Exponentially Fast Parameter Estimation in Networks Using Distributed Dual Averaging

TL;DR

This paper introduces a distributed dual averaging algorithm for networked agents to efficiently estimate parameters and learn the true state exponentially fast, even with local information and continuous network adaptation.

Contribution

It presents a novel optimization-based framework using distributed dual averaging for rapid parameter estimation and social learning in networks.

Findings

Agents learn the true parameter exponentially fast with high probability.

Convergence rate depends on the KL divergence between true and second likeliest states.
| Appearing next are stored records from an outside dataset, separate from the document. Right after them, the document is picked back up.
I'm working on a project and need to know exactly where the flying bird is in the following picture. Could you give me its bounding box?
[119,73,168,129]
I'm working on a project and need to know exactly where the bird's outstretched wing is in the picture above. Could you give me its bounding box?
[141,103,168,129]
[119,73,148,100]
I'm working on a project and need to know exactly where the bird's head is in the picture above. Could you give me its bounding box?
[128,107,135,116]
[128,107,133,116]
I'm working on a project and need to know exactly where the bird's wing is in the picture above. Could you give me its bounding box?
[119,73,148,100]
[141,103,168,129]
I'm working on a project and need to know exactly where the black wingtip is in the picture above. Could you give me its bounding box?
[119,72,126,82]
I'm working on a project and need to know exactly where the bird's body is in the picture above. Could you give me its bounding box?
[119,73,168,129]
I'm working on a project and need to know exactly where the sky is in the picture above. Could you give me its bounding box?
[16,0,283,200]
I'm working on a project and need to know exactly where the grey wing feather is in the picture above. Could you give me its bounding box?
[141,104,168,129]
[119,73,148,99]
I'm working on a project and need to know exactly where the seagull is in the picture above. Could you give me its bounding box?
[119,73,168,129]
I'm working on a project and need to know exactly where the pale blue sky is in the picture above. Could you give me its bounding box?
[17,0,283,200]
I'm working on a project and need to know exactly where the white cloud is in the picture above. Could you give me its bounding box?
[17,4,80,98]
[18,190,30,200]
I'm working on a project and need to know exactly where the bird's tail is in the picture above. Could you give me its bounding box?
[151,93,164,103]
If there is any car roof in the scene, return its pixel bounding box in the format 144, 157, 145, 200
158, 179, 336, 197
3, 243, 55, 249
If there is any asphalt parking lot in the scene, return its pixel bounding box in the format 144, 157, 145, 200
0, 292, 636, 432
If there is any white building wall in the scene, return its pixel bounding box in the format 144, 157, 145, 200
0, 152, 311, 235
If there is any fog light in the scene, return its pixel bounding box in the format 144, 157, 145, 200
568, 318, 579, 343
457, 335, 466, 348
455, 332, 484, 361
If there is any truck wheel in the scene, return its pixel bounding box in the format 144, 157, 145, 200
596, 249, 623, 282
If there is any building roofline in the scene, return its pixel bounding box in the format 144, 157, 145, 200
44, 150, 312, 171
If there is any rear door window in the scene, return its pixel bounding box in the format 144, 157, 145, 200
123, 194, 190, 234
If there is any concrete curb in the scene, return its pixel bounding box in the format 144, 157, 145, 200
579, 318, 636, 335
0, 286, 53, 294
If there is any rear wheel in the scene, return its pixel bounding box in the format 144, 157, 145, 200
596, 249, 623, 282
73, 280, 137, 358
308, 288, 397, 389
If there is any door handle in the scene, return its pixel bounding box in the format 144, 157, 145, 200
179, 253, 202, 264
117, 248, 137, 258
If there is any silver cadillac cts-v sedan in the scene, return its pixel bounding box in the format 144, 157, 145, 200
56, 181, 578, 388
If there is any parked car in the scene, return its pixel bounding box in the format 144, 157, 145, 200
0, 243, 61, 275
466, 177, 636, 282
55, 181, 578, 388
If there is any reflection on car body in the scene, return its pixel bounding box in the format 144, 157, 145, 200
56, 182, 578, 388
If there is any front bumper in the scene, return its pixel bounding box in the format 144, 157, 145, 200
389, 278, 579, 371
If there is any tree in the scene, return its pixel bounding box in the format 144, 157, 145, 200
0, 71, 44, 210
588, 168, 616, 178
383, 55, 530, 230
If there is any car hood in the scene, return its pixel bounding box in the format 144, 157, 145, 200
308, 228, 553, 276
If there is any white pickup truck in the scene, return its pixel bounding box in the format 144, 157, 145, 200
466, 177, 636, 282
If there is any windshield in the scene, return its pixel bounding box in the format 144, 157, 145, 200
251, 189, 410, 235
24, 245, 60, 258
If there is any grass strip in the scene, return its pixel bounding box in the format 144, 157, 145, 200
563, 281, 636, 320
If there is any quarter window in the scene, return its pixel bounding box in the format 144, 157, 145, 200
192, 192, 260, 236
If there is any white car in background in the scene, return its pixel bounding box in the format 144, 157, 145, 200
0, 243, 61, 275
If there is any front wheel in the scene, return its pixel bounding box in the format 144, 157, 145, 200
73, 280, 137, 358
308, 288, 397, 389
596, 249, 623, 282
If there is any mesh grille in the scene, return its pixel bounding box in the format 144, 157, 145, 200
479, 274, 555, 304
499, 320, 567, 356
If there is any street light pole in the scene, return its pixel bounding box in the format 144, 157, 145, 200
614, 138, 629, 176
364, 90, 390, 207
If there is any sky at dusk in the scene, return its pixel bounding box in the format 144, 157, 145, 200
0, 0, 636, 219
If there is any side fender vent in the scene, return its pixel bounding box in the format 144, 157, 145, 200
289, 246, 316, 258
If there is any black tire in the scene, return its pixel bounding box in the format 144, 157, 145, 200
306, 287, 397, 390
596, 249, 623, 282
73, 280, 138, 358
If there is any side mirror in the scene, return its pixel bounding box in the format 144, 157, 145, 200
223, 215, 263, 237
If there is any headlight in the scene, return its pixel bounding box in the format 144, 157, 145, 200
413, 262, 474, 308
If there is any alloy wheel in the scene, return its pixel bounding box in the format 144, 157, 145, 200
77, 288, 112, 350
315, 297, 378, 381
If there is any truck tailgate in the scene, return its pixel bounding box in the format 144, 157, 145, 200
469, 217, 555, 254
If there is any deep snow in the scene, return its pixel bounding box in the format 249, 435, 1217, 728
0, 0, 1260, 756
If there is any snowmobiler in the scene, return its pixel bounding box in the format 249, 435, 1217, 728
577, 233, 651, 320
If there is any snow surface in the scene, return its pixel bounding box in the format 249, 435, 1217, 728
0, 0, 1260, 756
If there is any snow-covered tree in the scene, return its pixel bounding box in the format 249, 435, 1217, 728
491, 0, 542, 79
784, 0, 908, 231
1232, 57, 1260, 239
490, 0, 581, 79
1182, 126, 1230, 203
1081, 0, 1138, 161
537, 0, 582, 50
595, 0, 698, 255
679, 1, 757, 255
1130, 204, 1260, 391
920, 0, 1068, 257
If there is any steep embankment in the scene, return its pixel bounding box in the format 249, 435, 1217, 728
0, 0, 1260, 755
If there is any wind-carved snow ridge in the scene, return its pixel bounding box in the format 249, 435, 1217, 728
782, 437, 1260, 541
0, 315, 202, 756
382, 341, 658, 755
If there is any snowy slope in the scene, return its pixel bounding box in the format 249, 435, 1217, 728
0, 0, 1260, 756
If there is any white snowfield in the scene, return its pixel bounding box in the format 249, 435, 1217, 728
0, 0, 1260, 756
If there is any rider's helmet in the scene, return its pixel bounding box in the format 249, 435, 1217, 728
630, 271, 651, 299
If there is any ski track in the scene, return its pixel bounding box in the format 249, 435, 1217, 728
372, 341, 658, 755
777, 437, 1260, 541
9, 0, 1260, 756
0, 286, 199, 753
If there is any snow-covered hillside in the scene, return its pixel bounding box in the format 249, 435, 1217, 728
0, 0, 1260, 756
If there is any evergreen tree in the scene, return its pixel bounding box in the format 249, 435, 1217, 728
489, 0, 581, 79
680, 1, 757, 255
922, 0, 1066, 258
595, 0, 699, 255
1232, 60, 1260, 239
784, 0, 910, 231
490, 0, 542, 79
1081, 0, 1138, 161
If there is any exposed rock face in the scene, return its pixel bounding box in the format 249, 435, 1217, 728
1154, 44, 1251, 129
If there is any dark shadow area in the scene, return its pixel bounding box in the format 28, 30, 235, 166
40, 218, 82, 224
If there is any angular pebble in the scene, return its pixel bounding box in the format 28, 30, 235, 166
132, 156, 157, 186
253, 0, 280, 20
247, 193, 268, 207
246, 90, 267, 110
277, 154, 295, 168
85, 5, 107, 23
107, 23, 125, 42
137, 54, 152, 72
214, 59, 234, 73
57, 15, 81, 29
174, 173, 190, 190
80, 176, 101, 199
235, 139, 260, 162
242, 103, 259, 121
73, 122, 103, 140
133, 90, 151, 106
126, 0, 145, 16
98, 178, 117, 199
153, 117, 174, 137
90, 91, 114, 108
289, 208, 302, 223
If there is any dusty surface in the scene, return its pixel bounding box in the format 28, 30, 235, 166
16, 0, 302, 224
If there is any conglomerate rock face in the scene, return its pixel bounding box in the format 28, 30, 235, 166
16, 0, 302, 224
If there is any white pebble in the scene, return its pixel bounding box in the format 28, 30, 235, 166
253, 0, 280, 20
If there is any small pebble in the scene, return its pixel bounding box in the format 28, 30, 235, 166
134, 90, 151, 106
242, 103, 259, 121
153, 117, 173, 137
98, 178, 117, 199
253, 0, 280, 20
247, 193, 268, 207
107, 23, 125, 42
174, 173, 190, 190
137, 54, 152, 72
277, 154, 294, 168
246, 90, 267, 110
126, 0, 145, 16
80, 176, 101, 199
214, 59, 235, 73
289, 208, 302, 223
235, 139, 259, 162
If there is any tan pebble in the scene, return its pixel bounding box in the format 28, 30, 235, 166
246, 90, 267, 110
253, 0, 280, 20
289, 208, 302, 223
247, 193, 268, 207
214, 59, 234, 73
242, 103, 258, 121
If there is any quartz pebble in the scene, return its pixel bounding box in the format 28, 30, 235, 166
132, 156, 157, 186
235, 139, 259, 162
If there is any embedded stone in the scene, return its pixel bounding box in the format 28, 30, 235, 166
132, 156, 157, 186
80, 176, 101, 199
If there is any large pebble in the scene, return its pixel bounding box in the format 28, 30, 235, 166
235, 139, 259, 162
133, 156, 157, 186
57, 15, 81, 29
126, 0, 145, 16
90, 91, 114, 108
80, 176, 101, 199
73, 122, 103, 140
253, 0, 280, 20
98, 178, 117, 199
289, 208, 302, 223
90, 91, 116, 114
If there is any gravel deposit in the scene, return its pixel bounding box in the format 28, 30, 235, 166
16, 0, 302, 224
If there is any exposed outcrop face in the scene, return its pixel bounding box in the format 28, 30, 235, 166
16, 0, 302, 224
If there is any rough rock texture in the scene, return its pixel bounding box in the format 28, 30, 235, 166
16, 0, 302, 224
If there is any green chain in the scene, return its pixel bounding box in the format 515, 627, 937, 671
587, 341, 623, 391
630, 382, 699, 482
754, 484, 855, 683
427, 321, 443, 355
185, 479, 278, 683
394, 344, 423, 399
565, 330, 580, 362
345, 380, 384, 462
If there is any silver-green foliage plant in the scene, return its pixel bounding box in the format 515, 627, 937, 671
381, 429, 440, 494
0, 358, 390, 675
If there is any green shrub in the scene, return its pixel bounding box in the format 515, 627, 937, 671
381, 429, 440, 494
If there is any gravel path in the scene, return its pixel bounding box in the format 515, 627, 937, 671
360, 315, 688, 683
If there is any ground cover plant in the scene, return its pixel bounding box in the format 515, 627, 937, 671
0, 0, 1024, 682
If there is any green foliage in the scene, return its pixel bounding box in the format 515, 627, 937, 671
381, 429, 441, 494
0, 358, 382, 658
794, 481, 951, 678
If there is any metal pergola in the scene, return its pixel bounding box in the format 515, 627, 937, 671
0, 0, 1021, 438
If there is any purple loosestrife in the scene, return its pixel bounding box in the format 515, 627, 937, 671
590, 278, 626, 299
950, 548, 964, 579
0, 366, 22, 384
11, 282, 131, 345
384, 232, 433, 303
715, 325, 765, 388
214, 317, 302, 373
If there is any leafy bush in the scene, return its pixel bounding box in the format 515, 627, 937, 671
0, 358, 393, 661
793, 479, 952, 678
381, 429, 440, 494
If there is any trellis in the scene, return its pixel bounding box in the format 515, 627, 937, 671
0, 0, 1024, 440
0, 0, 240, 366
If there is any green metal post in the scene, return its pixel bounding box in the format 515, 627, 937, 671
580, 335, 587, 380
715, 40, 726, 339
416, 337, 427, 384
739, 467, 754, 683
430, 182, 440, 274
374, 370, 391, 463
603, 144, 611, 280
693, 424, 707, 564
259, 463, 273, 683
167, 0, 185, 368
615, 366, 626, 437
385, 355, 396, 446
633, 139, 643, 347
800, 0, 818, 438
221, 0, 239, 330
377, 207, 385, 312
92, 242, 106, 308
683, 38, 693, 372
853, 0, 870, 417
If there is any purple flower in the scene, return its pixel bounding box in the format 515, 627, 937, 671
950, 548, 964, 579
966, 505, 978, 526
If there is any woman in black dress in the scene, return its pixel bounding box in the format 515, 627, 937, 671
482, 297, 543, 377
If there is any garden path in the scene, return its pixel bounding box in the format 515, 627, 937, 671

Learning is possible under continuous network adaptation with constant stepsize.

Abstract

In this paper we present an optimization-based view of distributed parameter estimation and observational social learning in networks. Agents receive a sequence of random, independent and identically distributed (i.i.d.) signals, each of which individually may not be informative about the underlying true state, but the signals together are globally informative enough to make the true state identifiable. Using an optimization-based characterization of Bayesian learning as proximal stochastic gradient descent (with Kullback-Leibler divergence from a prior as a proximal function), we show how to efficiently use a distributed, online variant of Nesterov's dual averaging method to solve the estimation with purely local information. When the true state is globally identifiable, and the network is connected, we prove that agents eventually learn the true parameter using a randomized gossip scheme. We demonstrate that with high probability the convergence is exponentially fast with a rate dependent on the KL divergence of observations under the true state from observations under the second likeliest state. Furthermore, our work also highlights the possibility of learning under continuous adaptation of network which is a consequence of employing constant, unit stepsize for the algorithm.